If you don’t already have an XML schema defined for your document, SSIS can generate one for you. Click the Generate Schema button on the XML Source editor UI, and the component will infer the schema from the current document. Note that although this schema is guaranteed to work with the current XML file, it might not work for others if optional elements or values are longer than expected. You may need to modify the generated schema file by hand to ensure that the minOccurs and maxOccurs attribute values are correct for each element and that the data types were set correctly.

The XML Source is easiest to use when your input file has a simple element/subelement structure. Listing 9-1 shows an example of that structure.

Listing 9-1. Simple XML Format Using Elements

<root>
    <node>
        <subnode>value</subnode>
        <anothersubnode>1</anothersubnode>
    </node>
    <node>
        <subnode>value</subnode>
        <anothersubnode>2</anothersubnode>
    </node>
</root>

Alternatively, the XML Source works well when values are listed as attributes, as shown in Listing 9-2. This format is similar to the output you would get from a SELECT ... FROM XML RAW statement in SQL Server.

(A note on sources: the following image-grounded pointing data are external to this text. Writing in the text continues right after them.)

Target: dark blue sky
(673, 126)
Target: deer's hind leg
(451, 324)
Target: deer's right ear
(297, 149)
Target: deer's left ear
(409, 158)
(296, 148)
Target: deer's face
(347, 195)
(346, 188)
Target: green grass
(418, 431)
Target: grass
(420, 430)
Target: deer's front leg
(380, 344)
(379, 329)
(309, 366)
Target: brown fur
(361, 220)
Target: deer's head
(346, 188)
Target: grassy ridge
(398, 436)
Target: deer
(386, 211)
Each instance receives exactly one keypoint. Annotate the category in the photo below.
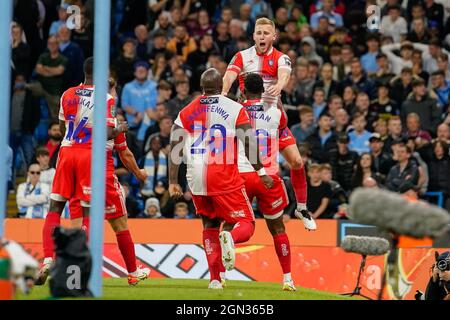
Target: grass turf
(176, 289)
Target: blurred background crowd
(367, 107)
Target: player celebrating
(208, 128)
(275, 69)
(72, 179)
(267, 120)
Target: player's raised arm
(177, 141)
(233, 70)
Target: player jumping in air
(205, 132)
(267, 120)
(275, 69)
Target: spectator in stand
(158, 46)
(326, 81)
(180, 100)
(359, 137)
(383, 107)
(54, 140)
(382, 162)
(20, 52)
(401, 86)
(142, 42)
(406, 171)
(422, 182)
(32, 196)
(442, 63)
(163, 24)
(421, 103)
(442, 89)
(405, 59)
(414, 131)
(327, 11)
(369, 59)
(393, 24)
(439, 171)
(47, 172)
(341, 121)
(304, 84)
(152, 209)
(123, 66)
(419, 33)
(25, 113)
(139, 100)
(181, 44)
(319, 193)
(73, 74)
(308, 50)
(343, 161)
(443, 132)
(50, 68)
(365, 169)
(395, 133)
(203, 25)
(359, 79)
(323, 140)
(306, 126)
(62, 19)
(83, 36)
(383, 73)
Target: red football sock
(298, 179)
(126, 247)
(213, 252)
(242, 231)
(283, 249)
(52, 220)
(85, 225)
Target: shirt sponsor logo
(256, 107)
(211, 100)
(237, 214)
(83, 92)
(277, 203)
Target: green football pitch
(175, 289)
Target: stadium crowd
(367, 107)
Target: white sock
(287, 277)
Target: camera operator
(438, 287)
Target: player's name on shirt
(207, 105)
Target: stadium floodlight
(5, 100)
(101, 75)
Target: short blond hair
(263, 21)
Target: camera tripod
(357, 290)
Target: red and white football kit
(211, 152)
(73, 176)
(267, 121)
(114, 198)
(266, 65)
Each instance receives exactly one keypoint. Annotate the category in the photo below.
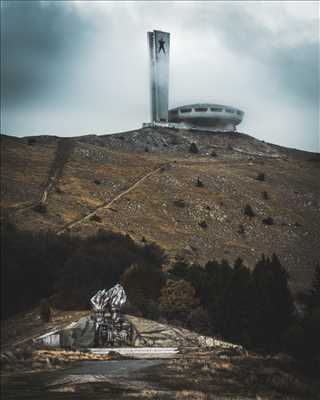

Listing 9-2. Simple XML Format Using Attributes

<root>
   <row CustomerID="1" TerritoryID="1" AccountNumber="AW00000001" />
   <row CustomerID="2" TerritoryID="1" AccountNumber="AW00000002" />
</root>

Dealing with Multiple Outputs

The XML samples in Listings 9-1 and 9-2 will produce a single output in the XML Source. If your XML format has multiple levels of nested elements, the XML Source will start to produce more than one output. These outputs will be linked by automatically generated _Id columns, which you may need to join further downstream using a Merge Join transform.

Image Note  This pattern works well if you have a single level of nested XML elements that you need to join. If you have multiple levels of XML elements and you need to join more than two of the XML Source outputs, you’ll need to use the Sort transform.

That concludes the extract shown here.